The Long Read: Fox News and the Billion Dollar Lawsuit

New York Times: Defamation Suit About Election Falsehoods Puts Fox on Its Heels

The suit, filed by Dominion Voting Systems, could be one of the most consequential First Amendment cases in a generation.

The Fox News studio in Manhattan on election night in 2020. A defamation suit by Dominion Voting Systems threatens a huge financial and reputational blow to Fox.

In the weeks after President Donald J. Trump lost the 2020 election, the Fox Business host Lou Dobbs claimed to have “tremendous evidence” that voter fraud was to blame. That evidence never emerged but a new culprit in a supposed scheme to rig the election did: Dominion Voting Systems, a maker of election technology whose algorithms, Mr. Dobbs said, “were designed to be inaccurate.”

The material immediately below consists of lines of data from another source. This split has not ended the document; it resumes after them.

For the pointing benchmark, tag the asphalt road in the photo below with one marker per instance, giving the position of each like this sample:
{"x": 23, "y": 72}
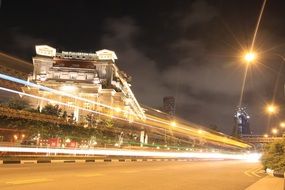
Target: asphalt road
{"x": 167, "y": 175}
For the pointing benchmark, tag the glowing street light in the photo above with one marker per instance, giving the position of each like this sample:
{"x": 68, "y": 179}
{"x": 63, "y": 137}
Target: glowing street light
{"x": 274, "y": 131}
{"x": 249, "y": 57}
{"x": 173, "y": 124}
{"x": 282, "y": 124}
{"x": 271, "y": 109}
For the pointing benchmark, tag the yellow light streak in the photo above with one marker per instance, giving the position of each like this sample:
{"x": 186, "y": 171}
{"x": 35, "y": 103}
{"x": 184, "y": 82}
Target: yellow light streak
{"x": 152, "y": 122}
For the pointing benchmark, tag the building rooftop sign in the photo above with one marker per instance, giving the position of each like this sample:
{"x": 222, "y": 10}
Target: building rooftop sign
{"x": 45, "y": 50}
{"x": 105, "y": 54}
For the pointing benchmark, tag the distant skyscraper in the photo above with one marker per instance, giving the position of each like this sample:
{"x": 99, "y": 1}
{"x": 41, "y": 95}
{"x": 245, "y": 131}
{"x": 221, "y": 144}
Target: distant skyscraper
{"x": 241, "y": 123}
{"x": 169, "y": 105}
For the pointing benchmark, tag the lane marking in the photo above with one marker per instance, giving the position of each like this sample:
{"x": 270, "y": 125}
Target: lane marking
{"x": 129, "y": 171}
{"x": 28, "y": 181}
{"x": 252, "y": 172}
{"x": 255, "y": 172}
{"x": 90, "y": 175}
{"x": 248, "y": 172}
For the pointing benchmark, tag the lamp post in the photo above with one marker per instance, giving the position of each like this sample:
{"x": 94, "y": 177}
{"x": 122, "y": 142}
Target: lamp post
{"x": 248, "y": 58}
{"x": 274, "y": 131}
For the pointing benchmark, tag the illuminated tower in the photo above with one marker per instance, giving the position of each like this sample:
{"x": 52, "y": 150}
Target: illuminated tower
{"x": 169, "y": 105}
{"x": 241, "y": 122}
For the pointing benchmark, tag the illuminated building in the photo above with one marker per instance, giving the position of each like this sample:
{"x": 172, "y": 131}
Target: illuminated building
{"x": 242, "y": 123}
{"x": 92, "y": 76}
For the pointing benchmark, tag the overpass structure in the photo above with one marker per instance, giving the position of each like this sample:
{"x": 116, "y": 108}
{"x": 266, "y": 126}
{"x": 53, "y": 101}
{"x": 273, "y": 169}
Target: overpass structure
{"x": 92, "y": 83}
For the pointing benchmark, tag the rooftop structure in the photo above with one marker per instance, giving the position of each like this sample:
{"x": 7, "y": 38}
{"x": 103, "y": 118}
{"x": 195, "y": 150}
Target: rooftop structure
{"x": 93, "y": 76}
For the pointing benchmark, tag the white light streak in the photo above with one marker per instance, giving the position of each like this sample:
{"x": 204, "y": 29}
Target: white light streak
{"x": 139, "y": 153}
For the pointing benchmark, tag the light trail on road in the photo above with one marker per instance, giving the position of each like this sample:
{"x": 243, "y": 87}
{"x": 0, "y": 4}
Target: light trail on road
{"x": 150, "y": 121}
{"x": 140, "y": 153}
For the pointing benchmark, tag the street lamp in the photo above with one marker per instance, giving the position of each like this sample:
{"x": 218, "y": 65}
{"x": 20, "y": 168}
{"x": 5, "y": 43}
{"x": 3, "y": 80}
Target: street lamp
{"x": 249, "y": 57}
{"x": 282, "y": 125}
{"x": 271, "y": 109}
{"x": 173, "y": 124}
{"x": 274, "y": 131}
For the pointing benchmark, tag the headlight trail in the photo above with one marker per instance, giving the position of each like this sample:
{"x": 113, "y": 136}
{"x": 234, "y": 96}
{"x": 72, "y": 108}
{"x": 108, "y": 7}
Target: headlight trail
{"x": 61, "y": 93}
{"x": 136, "y": 153}
{"x": 180, "y": 129}
{"x": 73, "y": 106}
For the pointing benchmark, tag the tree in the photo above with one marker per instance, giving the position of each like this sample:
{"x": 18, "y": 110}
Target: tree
{"x": 51, "y": 110}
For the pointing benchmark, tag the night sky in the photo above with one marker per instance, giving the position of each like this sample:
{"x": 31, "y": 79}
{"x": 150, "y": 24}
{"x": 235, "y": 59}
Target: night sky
{"x": 187, "y": 49}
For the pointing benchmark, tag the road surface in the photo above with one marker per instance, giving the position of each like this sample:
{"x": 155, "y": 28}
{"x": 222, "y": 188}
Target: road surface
{"x": 167, "y": 175}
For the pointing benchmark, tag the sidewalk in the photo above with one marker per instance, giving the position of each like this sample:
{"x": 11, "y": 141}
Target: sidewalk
{"x": 267, "y": 183}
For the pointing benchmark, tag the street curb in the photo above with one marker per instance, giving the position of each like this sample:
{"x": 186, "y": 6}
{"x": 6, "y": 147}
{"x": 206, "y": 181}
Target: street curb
{"x": 274, "y": 173}
{"x": 107, "y": 160}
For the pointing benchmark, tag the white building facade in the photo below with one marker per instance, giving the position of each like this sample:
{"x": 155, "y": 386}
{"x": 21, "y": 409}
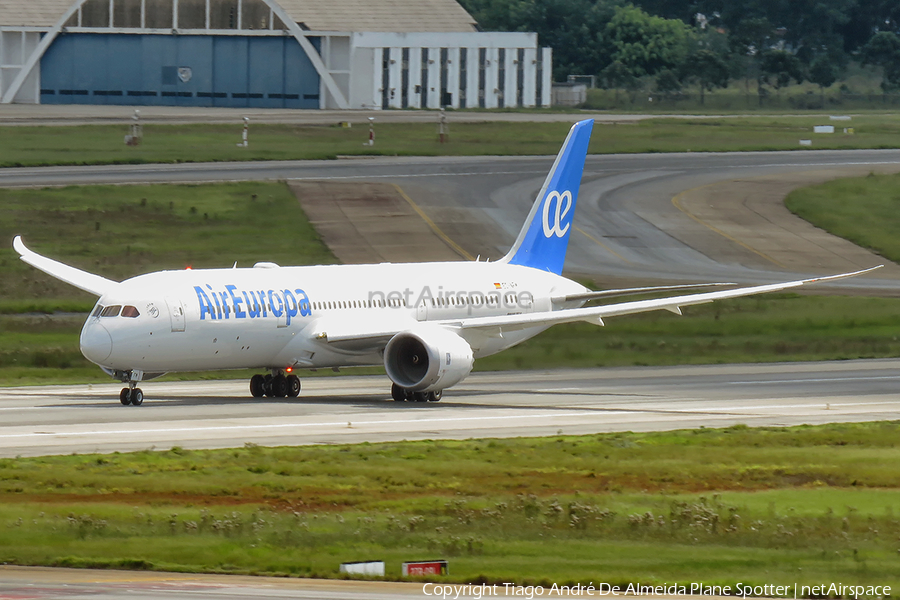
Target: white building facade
{"x": 360, "y": 54}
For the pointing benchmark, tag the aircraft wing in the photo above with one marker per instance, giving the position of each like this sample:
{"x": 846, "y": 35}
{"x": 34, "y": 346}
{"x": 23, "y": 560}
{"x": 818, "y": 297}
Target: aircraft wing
{"x": 81, "y": 279}
{"x": 588, "y": 296}
{"x": 596, "y": 314}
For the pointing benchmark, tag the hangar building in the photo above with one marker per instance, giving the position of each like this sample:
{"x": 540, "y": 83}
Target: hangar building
{"x": 265, "y": 53}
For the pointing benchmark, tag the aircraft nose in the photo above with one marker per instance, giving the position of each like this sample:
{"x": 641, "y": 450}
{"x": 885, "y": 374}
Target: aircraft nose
{"x": 96, "y": 343}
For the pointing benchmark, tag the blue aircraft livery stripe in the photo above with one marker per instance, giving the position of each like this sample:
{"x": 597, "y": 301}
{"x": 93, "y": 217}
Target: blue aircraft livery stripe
{"x": 230, "y": 302}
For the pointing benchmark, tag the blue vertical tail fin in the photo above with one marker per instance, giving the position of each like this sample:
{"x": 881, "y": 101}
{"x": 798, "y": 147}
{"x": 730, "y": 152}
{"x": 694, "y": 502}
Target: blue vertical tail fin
{"x": 544, "y": 238}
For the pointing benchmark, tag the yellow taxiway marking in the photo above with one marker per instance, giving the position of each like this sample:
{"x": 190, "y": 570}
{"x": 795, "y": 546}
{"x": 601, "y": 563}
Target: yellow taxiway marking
{"x": 601, "y": 244}
{"x": 437, "y": 230}
{"x": 676, "y": 201}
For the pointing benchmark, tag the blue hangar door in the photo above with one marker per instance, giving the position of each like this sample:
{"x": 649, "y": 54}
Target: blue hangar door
{"x": 179, "y": 70}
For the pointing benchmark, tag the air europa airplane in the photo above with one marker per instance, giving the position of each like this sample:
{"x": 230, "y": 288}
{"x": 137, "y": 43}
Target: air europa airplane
{"x": 425, "y": 322}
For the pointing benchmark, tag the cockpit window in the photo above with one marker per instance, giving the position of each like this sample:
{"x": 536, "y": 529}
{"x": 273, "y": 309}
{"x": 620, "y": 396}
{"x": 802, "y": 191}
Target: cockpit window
{"x": 111, "y": 311}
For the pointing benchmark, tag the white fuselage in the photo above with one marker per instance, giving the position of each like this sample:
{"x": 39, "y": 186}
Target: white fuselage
{"x": 278, "y": 317}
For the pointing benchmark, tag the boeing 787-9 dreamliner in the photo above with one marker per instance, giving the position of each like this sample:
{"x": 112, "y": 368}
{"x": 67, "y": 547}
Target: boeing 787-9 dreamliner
{"x": 426, "y": 323}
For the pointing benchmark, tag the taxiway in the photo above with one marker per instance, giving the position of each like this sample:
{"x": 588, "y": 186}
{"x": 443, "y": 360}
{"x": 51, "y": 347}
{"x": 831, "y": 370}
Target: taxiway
{"x": 87, "y": 419}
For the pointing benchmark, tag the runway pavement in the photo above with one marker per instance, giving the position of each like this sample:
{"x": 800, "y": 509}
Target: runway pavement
{"x": 674, "y": 217}
{"x": 333, "y": 410}
{"x": 641, "y": 218}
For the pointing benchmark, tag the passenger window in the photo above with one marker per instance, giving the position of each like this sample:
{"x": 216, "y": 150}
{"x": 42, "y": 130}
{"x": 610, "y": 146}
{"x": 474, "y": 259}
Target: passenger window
{"x": 111, "y": 311}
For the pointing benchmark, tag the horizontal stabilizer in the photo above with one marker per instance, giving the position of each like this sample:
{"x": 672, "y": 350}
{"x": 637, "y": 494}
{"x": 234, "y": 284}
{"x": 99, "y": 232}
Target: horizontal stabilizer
{"x": 592, "y": 314}
{"x": 81, "y": 279}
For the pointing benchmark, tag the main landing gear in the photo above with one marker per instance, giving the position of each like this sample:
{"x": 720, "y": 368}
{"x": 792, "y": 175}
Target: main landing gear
{"x": 131, "y": 395}
{"x": 404, "y": 395}
{"x": 275, "y": 385}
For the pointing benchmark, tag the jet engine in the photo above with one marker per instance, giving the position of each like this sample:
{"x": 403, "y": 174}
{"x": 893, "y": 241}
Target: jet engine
{"x": 427, "y": 359}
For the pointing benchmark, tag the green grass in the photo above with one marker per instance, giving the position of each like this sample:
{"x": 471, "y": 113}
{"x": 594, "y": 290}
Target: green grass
{"x": 122, "y": 231}
{"x": 719, "y": 506}
{"x": 102, "y": 144}
{"x": 215, "y": 225}
{"x": 37, "y": 349}
{"x": 863, "y": 210}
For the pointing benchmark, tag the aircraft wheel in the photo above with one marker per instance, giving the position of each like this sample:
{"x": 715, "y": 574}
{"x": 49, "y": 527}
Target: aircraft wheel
{"x": 258, "y": 386}
{"x": 293, "y": 386}
{"x": 279, "y": 386}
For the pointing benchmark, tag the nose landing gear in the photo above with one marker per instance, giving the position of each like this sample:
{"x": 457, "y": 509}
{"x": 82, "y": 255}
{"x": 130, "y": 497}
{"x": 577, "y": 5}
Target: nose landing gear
{"x": 275, "y": 385}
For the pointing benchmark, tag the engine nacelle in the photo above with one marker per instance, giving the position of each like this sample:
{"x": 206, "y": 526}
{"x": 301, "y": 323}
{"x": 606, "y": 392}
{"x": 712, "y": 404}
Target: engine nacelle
{"x": 427, "y": 359}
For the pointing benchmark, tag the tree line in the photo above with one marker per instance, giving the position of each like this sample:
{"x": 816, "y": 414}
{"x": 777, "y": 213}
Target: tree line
{"x": 706, "y": 42}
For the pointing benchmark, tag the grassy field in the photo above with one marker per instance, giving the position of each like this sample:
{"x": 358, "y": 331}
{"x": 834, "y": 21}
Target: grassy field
{"x": 122, "y": 231}
{"x": 786, "y": 327}
{"x": 720, "y": 506}
{"x": 215, "y": 225}
{"x": 102, "y": 144}
{"x": 861, "y": 209}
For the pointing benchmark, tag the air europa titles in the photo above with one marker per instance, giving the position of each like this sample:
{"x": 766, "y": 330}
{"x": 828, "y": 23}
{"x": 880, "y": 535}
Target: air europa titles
{"x": 251, "y": 304}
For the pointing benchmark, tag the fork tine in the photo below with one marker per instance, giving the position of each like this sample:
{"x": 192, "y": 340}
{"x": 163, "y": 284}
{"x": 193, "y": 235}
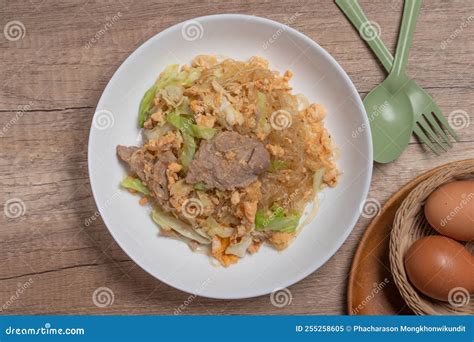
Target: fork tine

Maria Bartiromo, another host on the network, falsely stated that “Nancy Pelosi has an interest in this company.” Jeanine Pirro, a Fox News personality, speculated that “technical glitches” in Dominion’s software “could have affected thousands of absentee mail-in ballots.”

Those unfounded accusations are now among the dozens cited in Dominion’s defamation lawsuit against the Fox Corporation, which alleges that Fox repeatedly aired false, far-fetched and exaggerated allegations about Dominion and its purported role in a plot to steal votes from Mr. Trump.

Those bogus assertions — made day after day, including allegations that Dominion was a front for the communist government in Venezuela and that its voting machines could switch votes from one candidate to another — are at the center of the libel suit, one of the most extraordinary brought against an American media company in more than a generation.